Today the President of the United States explicitly endorsed the idea that gay couples and their families should have the freedom to marry. He had already done so as a practical matter by refusing to defend the constitutionality of what he carefully mislabelled the “Defense Against Marriage Act” and by publicly opposing state constitutional amendments against marriage. But in the past he had said he personally opposed gay marriage because “God is in the mix.” Jon Rauch has some thoughts about the Obama evolution toward support:
What happened? Harry Truman was fond of quoting Mark Twain: “When in doubt, do right. This will gratify some people and astonish the rest.” Now and then, politicians have a “goddammit” moment. Obama’s position had clearly shifted on the issue (who was he kidding with his talk of having “evolved” but being unwilling to make news?), and there was never going to be a better time to make the switch than now–at least not while he is certain to be a non-lame-duck president.
So Obama decided it’s worth a roll of the dice to make history. Which is what he has done.
As of his announcement, favoring gay marriage is now fully, indisputably, and permanently a mainstream political position. All hint of weirdness or stigma is gone. It is also now the stated position of one of the two major political parties (only 16 years after President Bill Clinton, a Democrat, signed the anti-gay-marriage Defense of Marriage Act). Precisely because the issue is unlikely to decide the election this year, November’s result will not revoke the issue’s promotion in status even if Obama loses. Though gay couples have not achieved full legal equality, gay marriage, as an issue, has achieved full political equality. That is a landmark in the ongoing marriage debate.

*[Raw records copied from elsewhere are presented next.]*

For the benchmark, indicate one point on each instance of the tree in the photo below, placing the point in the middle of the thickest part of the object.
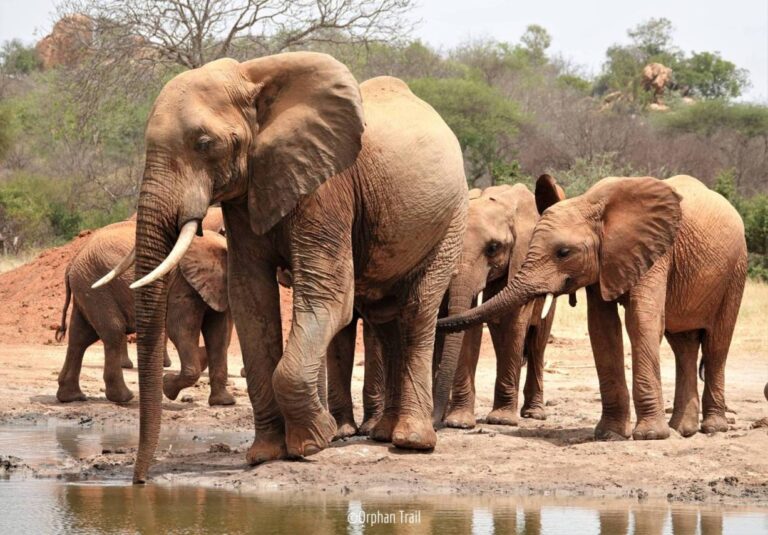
(484, 121)
(16, 58)
(708, 76)
(535, 42)
(190, 33)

Rauch goes on to speculate that Obama’s statement might influence the Justices should the Prop 8 case or DOMA litigation reach them. That’s possible, but I’m dubious. This Supreme Court has not been shy about disagreeing with the Executive Branch. For goodness’ sake, Justice Alito delivered a visual advisory opinion to him during the State of the Union speech days after the Citizens United decision. I think they’ll decide the issue independently of what President Obama, or President Romney, personally thinks about it. The bigger constitutional landmark was the Obama Justice Department’s conclusion that DOMA is unconstitutional because it cannot meet the heightened scrutiny that the DOJ argued is applicable to discrimination based on sexual orientation.
The rest of what Rauch says, however, seems spot on to me. It’s easy to be cynical about everything politicians do, and I yield to few people in my skepticism of officeholders. I spoke to many Minnesota lawmakers last year who voted to place an anti-gay marriage limitation on the ballot, yet privately expressed their misgivings about it. President Obama himself has a tortured public history on the issue, moving from support when he ran for state office in 1996, to opposition when he ran for U.S. Senate in 2004 and president in 2008, to support now. It’s obvious that he privately supported gay marriage for years, so his evolution was for public consumption.
Nevertheless, watching him closely on TV, I had a hard time mustering cynicism about the president’s words. He must know his public support is not obviously a net political plus for him in November. And his description today of his discussions with his family, his experience of talking to young adults (including young Republicans) for whom opposition to gay marriage is baffling, and his understanding of the hardships faced by gay families, including those headed by openly gay servicemembers, seemed genuine. His words echoed the conclusions now reached by about half of the American people. On this issue, as on others, the president may be leading from behind. But it matters when presidents lead, as when Lyndon Johnson declared civil rights a “moral issue” and announced on national television, “We shall overcome.” The president’s endorsement won’t matter to people who’ve made up their minds to oppose marriage for gay couples, but many others are listening.